Aunt Fanny returned in a few minutes.
"He says yo'll do him a great favoh if yo' jes' go to baid. He sends his 'spects an' hopes yo' slumbeh won' be distubbed ag'in."
"He's a perfect brute!" exclaimed Beverly, but she went over and crawled under the blankets and among the cushions the wounded man had scorned.
SOME FACTS AND FANCIES
There was a soft, warm, yellow glow to the world when Beverly Calhoun next looked upon it. The sun from his throne in the mountain tops was smiling down upon the valley the night had ravaged while he was on the other side of the earth. The leaves of the trees were a softer green, the white of the rocks and the yellow of the road were of a gentler tint; the brown and green reeds were proudly erect once more.
The stirring of the mountain men had awakened Aunt Fanny, and she in turn called her mistress from the surprisingly peaceful slumber into which perfect health had sent her not so many hours before.
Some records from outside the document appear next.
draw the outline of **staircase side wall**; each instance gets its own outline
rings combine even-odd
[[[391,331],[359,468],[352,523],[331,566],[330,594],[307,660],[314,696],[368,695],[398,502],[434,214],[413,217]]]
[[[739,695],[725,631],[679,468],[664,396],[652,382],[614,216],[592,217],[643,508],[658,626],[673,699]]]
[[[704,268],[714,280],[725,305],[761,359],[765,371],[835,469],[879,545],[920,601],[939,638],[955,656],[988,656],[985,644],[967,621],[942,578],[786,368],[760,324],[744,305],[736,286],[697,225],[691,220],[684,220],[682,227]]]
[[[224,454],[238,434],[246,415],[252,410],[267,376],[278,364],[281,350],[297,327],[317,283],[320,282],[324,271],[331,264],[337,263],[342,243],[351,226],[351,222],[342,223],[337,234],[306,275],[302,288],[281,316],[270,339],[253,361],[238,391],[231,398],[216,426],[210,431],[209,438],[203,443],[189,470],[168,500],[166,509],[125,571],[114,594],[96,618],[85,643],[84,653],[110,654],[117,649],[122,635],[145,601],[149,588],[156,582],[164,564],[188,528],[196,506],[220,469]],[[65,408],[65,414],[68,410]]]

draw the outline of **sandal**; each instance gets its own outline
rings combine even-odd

At the entrance to the improvised bedchamber stood buckets of water from the spring.
"We have very thoughtful chambermaids," remarked Beverly while Aunt Fanny was putting her hair into presentable shape. "And an energetic cook," she added as the odor of broiled meat came to her nostrils.
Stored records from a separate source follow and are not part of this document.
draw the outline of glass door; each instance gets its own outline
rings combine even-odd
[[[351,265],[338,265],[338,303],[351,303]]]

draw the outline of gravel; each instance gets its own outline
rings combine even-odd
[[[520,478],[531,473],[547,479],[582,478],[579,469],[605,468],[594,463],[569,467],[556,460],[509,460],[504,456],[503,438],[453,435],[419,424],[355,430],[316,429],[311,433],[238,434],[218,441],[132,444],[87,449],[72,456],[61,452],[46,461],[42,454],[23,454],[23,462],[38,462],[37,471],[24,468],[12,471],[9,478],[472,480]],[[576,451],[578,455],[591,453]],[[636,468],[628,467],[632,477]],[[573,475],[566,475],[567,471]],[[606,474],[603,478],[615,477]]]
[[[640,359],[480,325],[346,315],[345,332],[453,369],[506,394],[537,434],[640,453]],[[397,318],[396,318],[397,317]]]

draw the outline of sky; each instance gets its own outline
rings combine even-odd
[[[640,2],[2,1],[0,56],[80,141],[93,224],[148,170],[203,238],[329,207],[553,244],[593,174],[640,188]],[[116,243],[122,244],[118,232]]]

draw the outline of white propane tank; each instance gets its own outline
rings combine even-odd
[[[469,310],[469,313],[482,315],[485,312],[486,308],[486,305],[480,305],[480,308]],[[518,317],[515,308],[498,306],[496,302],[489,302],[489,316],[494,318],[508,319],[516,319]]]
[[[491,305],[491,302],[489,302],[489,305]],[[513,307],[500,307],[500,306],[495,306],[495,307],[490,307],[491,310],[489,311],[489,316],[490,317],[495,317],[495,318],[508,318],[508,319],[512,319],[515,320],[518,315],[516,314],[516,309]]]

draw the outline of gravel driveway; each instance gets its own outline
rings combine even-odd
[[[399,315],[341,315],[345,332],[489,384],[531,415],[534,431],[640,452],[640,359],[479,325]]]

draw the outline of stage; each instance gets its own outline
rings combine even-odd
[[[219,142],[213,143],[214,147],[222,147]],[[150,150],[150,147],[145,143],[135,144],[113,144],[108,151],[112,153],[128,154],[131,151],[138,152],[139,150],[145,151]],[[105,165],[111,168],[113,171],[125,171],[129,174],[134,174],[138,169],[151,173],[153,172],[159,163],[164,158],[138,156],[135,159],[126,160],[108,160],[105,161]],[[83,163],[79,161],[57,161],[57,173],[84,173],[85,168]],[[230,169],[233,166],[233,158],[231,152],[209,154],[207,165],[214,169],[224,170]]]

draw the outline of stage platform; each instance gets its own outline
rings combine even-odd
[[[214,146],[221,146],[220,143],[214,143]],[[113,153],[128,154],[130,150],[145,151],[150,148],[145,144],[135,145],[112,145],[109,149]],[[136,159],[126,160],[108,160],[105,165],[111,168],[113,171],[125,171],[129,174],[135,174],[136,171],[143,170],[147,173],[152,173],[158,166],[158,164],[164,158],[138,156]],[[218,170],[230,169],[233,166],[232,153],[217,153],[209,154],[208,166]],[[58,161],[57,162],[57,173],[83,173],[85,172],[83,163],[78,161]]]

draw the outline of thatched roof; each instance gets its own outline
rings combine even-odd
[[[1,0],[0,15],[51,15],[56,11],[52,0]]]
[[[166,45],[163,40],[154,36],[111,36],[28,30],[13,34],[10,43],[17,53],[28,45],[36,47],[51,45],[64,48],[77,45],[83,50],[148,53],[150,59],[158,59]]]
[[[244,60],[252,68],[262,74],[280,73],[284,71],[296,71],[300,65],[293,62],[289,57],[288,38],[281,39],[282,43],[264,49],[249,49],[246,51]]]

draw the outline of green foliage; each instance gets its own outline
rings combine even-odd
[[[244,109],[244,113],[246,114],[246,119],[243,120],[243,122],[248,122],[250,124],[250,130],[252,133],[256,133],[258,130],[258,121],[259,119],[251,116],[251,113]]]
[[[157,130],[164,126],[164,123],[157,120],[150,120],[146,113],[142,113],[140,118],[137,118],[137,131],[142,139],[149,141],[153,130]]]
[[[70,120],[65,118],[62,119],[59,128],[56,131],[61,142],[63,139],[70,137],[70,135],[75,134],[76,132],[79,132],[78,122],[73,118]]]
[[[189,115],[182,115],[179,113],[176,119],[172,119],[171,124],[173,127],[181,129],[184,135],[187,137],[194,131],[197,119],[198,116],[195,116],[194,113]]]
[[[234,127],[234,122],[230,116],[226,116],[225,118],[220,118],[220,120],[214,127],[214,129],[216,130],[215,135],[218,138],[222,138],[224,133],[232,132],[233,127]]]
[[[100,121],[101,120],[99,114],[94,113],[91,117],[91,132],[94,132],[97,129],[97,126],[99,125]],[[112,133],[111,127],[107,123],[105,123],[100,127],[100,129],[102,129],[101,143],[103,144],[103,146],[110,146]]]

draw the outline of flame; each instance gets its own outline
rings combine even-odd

"Ah cain' see nothin' o' dat beastes, Miss Beverly--an'--Ah--Ah got mah suspicions," said Aunt Fanny, with sepulchral despair in her voice.
"They've thrown the awful thing into the river," concluded Beverly.
"Dey's cookin' hit!" said Aunt Fanny solemnly.
"Good heaven, no!" cried Beverly. "Go and see, this minute. I wouldn't eat that catlike thing for the whole world." Aunt Fanny came back a few minutes later with the assurance that they were roasting goat meat. The skin of the midnight visitor was stretched upon the ground not far away.
"And how is he?" asked Beverly, jamming a hat pin through a helpless bunch of violets.
"He's ve'y 'spectably skun, yo' highness."
"I don't mean the animal, stupid."
"Yo' mean 'at Misteh Goat man? He's settin' up an' chattin' as if nothin' happened. He says to me 'at we staht on ouah way jes' as soon as yo' all eats yo' b'eakfus'. De bosses is hitched up an'--"
"Has everybody else eaten? Am I the only one that hasn't? "cried Beverly.
"'Ceptin' me, yo' highness. Ah'm as hungry as a poah man's dawg, an'--"
"And he is being kept from the hospital because I am a lazy, good-for-nothing little--Come on, Aunt Fanny; we haven't a minute to spare. If he looks very ill, we do without breakfast."
But Baldos was the most cheerful man in the party. He was sitting with his back against a tree, his right arm in a sling of woven reeds, his black patch set upon the proper eye.
"You will pardon me for not rising," he said cheerily, "but, your highness, I am much too awkward this morning to act as befitting a courtier in the presence of his sovereign. You have slept well?"
"Too well, I fear. So well, in fact, that you have suffered for it. Can't we start at once?" She was debating within herself whether it would be quite good form to shake hands with the reclining hero. In the glare of the broad daylight he and his followers looked more ragged and famished than before, but they also appeared more picturesquely romantic.
"When you have eaten of our humble fare, your highness,--the last meal at the Hawk and Raven."
"But I'm not a bit hungry."
"It is very considerate of you, but equally unreasonable. You must eat before we start."